In Part 1, we discussed how the VIX moved up during times of uncertainty or fear, and down during times of greed or confidence. And since the VIX moves in the opposite direction of the market, we commented that one could know what to expect for upcoming market movements.
But we also said, ... that is only if the VIX is a reliable tool for determining what could happen next in the stock market. So, Part 2 of this study is about the correlation between the VIX, the Stock Market, and other indicators. (If you have not read it, you can find Part 1 at this link: Part 1 Study of the VIX)
Is there sufficient correlation between the VIX and the Stock Market?
You are not going to like the answer, because the answer is NO if the VIX is used alone. Most investors are just not cognizant of the fact that when they are investing or trading ... they are trying to compete with Goldman Sachs and other large Wall Street firms. These firms use a multitude of programs and tools to hedge, sell against hedging, and to initiate clean buy's into the market.
I'm not going to sugar coat Part 2 of this VIX study ... instead, I will show you some of the critical factors that are involved when the VIX is moving up or down. If anything, it will show you WHY you should not rely on the VIX by itself.
When Wall Street players hedge or play the market, the NYSE Down Volume (Symbol: DVOL) is always a factor with what is going on with the VIX. So, the first thing we will do is look at the 4 possible VIX to DVOL combinations that can occur, and what they typically mean for the market movements.
Here they are ... this chart shows the 4 major possibilities for various VIX and DVOL combinations. As you can see, there are really 2 important possibilities for investors, and that is when the VIX and the DVOL are going in the same direction ... whether up or down together. (When they are going in opposite directions at the same time, one is offsetting the other which influences a sideways market move.

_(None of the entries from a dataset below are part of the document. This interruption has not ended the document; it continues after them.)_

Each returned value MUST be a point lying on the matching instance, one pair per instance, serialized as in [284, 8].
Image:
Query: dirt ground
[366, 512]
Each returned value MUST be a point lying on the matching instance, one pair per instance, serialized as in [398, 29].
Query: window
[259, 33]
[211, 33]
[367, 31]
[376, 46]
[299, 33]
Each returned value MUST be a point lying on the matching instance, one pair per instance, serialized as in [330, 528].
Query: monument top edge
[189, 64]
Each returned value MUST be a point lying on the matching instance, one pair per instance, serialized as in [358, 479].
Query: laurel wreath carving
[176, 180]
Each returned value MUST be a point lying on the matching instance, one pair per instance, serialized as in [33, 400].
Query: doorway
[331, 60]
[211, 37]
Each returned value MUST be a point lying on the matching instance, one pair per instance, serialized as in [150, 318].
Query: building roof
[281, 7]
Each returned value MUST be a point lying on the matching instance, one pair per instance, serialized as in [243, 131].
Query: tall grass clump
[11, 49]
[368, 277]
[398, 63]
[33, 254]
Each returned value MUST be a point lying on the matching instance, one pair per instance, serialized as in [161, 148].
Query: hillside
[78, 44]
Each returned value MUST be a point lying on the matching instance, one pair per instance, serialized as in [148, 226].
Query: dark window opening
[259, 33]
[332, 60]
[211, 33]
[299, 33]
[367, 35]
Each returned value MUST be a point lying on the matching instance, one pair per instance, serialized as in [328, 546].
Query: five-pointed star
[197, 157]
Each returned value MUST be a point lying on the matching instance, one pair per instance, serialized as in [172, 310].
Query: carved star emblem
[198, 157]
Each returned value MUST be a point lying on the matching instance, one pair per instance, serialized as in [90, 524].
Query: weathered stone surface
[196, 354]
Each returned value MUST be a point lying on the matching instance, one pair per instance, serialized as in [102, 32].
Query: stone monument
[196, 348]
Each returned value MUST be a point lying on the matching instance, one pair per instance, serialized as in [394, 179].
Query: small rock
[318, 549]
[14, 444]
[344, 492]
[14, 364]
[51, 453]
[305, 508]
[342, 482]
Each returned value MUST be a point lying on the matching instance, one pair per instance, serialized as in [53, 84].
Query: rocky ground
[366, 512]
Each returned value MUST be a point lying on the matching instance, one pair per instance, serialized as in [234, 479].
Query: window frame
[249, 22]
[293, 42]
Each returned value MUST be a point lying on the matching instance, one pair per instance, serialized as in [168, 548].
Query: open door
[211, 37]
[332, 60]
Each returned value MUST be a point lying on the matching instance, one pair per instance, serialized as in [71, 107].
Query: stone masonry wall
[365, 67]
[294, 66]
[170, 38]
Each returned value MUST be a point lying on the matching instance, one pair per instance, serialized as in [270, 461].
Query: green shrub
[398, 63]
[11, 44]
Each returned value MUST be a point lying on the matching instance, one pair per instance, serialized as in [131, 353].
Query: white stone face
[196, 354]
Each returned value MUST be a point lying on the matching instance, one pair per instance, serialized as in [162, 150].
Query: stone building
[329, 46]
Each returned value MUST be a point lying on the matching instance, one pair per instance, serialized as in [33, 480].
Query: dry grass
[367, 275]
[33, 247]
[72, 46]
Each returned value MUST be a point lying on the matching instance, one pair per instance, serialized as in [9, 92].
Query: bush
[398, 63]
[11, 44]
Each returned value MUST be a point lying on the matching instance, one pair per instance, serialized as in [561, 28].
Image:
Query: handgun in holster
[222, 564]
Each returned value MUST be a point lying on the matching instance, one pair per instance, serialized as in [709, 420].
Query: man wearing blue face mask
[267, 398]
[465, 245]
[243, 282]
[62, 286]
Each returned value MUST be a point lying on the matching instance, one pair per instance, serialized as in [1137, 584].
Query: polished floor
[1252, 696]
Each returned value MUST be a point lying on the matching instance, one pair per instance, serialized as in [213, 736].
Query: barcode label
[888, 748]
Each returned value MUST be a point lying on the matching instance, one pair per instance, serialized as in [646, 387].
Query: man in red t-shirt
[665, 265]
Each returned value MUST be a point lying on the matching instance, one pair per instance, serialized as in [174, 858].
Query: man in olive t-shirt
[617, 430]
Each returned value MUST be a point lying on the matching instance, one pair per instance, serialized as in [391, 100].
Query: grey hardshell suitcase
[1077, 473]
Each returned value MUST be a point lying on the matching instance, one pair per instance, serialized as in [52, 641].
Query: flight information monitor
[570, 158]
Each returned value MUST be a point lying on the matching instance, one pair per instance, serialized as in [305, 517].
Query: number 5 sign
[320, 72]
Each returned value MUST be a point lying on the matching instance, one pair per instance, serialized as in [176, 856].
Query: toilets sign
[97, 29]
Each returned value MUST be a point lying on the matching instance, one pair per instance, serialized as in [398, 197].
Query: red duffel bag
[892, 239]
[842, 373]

Let's look at an actual chart that shows you these two elements in action. The chart below is from April to August of 2011. On the chart, you will see 4 vertical lines, and 6 labels (1 through 6) where the 4 possible conditions are shown. I won't belabor the explanation, but instead present a simple matrix chart at the bottom of this chart that explains each labeled occurrence.
Below is the matrix showing the VIX to Dvol combinations that occurred on the chart above and their resulting market action.
For those who are astutely looking at the chart, you are probably asking "what helps to determine how large the SPY move is or isn't? ... or what helps determine how long a move will last?"
A significant part of the answer has to do with "how much Institutional Investor Selling is occurring at the same time". The Institutional Selling part of the chart (see below) is made up of a 3 day exponential moving average, and 6 day weighted moving average. Together, these two moving averages depict the short term selling trend being initiated by Institutional Investors. The "distance" between the red/blue Institutional selling lines depict the amount of selling and the selling trend.
Note how the VIX and the Dvol both peaked in the beginning of August. Even though the VIX peaked, many were not sure if the VIX was going to continue in an up trend or not. The answer came just after 48 hours had passed because the Institutional Selling shifted to a down trend (see the yellow vertical line). Indicator tools like this are important for understanding what is really going on in the market, and why an isolated indicator like the VIX can't tell the whole story by itself.
Tools like these indicators are important parts to the whole equation, but still they don't tell the complete story. It is why we post two to three dozen charts every morning ... together, they are necessary in order to "see what the Institutional Investors and Wall Street firms are doing".
These days, a good part of investing sensibly is to never go against what the Institutional Investors are doing. The days that a smaller investor can win when going against what the big Institutions are doing are few and far between.